NASA's Lunar Reconnaissance Orbiter has taken the clearest images yet of the various Apollo landing sites.  Memo to the nay-sayers: the landings really did happen - here's photographic proof.

Never mind the vivid tales told by the returning Astronauts, never mind the fact that the laser reflectors left behind were easily located by Earth-based scientists, never mind how difficult it would have been to keep the secret. 

In fact never mind that we know in exactly which direction "The Dish" was pointed to receive the communications; the nay-sayers have continued to insist that the whole series of lunar landings was a hoax.
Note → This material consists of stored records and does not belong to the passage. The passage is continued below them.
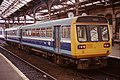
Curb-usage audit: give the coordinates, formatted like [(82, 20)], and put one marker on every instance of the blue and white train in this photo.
[(84, 41)]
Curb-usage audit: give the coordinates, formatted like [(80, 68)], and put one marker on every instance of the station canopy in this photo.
[(44, 8)]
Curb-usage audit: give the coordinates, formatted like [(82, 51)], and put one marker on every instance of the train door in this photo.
[(56, 37)]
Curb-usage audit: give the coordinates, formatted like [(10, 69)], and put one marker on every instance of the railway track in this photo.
[(32, 72), (74, 74), (100, 75)]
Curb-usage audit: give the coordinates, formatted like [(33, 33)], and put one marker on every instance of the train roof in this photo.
[(66, 21), (13, 28)]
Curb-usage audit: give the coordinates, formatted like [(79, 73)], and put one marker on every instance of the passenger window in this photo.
[(49, 32), (94, 33), (81, 32), (104, 30), (66, 32)]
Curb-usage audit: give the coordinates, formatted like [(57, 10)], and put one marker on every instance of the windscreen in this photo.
[(92, 33)]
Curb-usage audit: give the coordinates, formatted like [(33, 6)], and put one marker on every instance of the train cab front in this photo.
[(92, 45)]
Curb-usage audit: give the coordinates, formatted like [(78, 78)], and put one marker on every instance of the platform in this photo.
[(115, 51), (8, 71)]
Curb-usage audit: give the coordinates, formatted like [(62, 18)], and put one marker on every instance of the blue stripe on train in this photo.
[(64, 46)]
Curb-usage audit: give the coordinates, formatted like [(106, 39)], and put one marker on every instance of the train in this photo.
[(83, 41), (2, 33)]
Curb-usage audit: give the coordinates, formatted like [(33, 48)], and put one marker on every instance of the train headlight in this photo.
[(106, 45), (82, 46)]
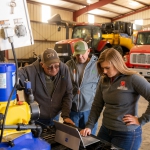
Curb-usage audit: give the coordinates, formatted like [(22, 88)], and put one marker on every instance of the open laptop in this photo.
[(70, 136)]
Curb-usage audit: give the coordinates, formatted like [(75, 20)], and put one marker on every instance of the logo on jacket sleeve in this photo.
[(122, 86)]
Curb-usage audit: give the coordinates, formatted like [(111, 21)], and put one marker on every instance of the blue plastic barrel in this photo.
[(7, 81)]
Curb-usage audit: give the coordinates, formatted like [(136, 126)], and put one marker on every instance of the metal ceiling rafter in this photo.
[(98, 4), (140, 2), (131, 13), (122, 6)]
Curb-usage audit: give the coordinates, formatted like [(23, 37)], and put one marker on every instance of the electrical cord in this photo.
[(16, 77)]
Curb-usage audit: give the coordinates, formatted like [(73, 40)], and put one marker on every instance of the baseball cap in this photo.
[(80, 47), (50, 56)]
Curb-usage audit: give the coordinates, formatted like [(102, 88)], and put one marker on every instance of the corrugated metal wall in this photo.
[(45, 35), (43, 32), (141, 15), (84, 18)]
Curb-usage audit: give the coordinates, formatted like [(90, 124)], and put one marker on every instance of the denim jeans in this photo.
[(80, 119), (47, 122), (127, 140)]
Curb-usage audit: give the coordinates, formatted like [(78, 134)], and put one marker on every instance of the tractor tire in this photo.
[(119, 49)]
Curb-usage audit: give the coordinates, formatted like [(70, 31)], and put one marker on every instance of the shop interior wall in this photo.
[(138, 16), (45, 35)]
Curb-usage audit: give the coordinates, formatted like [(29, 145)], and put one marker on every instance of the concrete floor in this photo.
[(146, 128)]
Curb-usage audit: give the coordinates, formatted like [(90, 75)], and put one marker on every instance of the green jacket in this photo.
[(83, 94)]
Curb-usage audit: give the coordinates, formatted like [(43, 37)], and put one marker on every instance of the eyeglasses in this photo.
[(52, 67)]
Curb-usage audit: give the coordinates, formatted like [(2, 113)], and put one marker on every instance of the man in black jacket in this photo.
[(51, 85)]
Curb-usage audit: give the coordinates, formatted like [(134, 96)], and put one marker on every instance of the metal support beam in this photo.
[(98, 4)]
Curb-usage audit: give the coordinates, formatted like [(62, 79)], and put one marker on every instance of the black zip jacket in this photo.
[(61, 99)]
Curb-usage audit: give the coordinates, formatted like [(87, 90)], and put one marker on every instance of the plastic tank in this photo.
[(7, 81)]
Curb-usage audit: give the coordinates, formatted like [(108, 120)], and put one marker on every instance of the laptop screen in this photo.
[(70, 136)]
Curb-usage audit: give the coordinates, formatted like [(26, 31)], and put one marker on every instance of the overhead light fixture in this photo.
[(89, 1), (133, 3)]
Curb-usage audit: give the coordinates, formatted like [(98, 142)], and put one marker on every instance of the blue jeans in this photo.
[(80, 119), (127, 140), (47, 122)]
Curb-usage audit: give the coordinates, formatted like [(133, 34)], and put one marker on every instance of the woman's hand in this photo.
[(129, 119), (68, 120), (85, 132)]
Well, it is now time for the eating of words.

In 2009, NASA's Lunar Reconnaissance Orbiter (LRO) captured some low-quality
images that showed what appeared to be the tracks made by astronauts' feet and the lunar rovers at each of the landing sites, but the pictures were too vague to be certain.

All that has changed.

"Without changing the average altitude, we made the orbit more elliptical, so the lowest part of the orbit is on the sunlit side of the moon," said Goddard's John Keller, deputy LRO project scientist. "This put LRO in a perfect position to take these new pictures of the surface."
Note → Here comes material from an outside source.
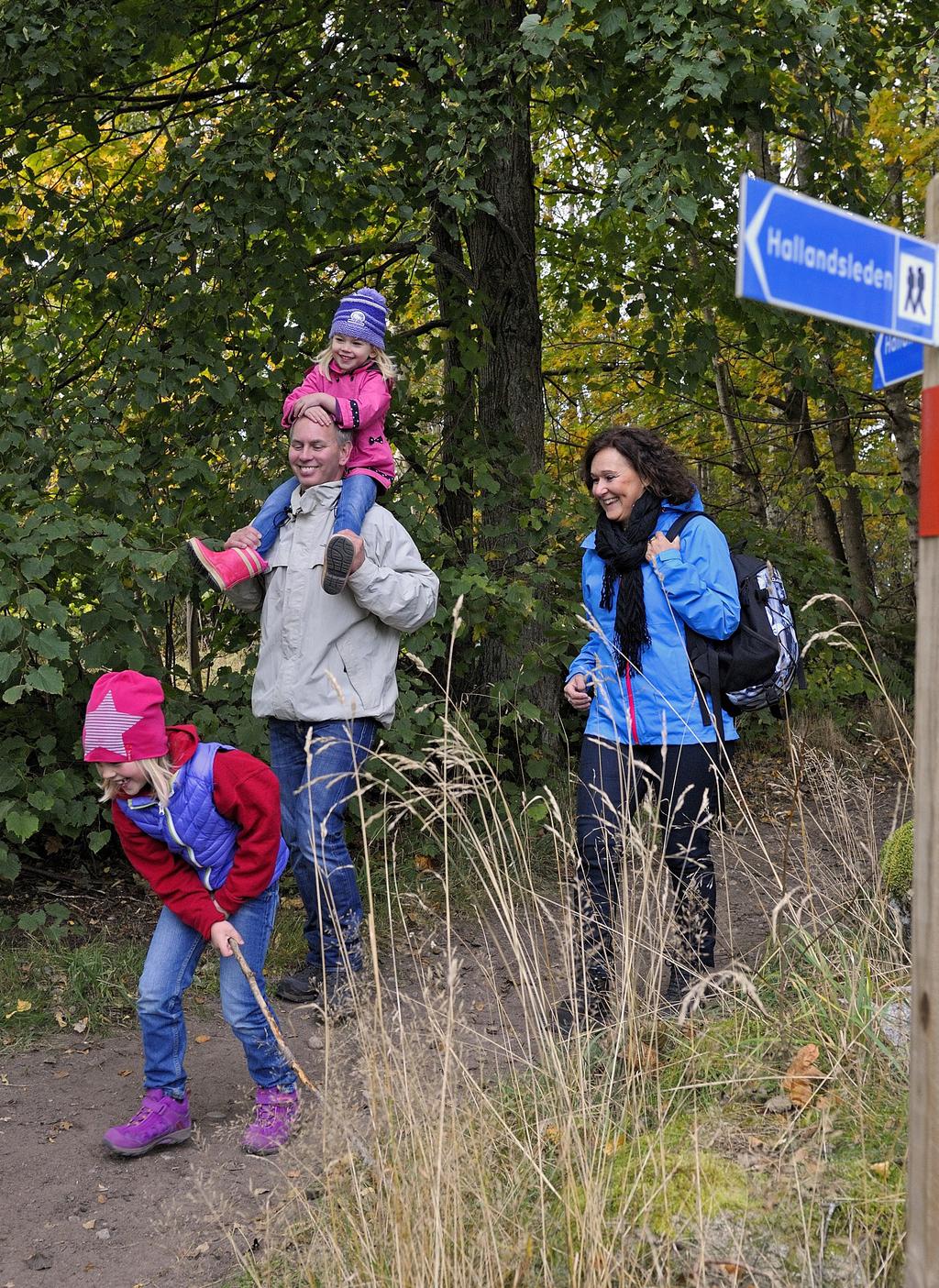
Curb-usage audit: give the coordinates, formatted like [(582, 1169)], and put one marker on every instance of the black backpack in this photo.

The new images clearly show footsteps and rover tracks at all three sites released as part of today's announcement; Apollos 12, 14 and 17.  Please, go to the NASA site and see for yourself.

Having completed the low-level pass over the entire lunar surface, LRO has now returned to its original less-elliptical orbit to resume its primary mission.

"These images remind us of our fantastic Apollo history and beckon us to continue to move forward in exploration of our solar system," said Jim Green, director of the Planetary Science Division at NASA Headquarters in Washington.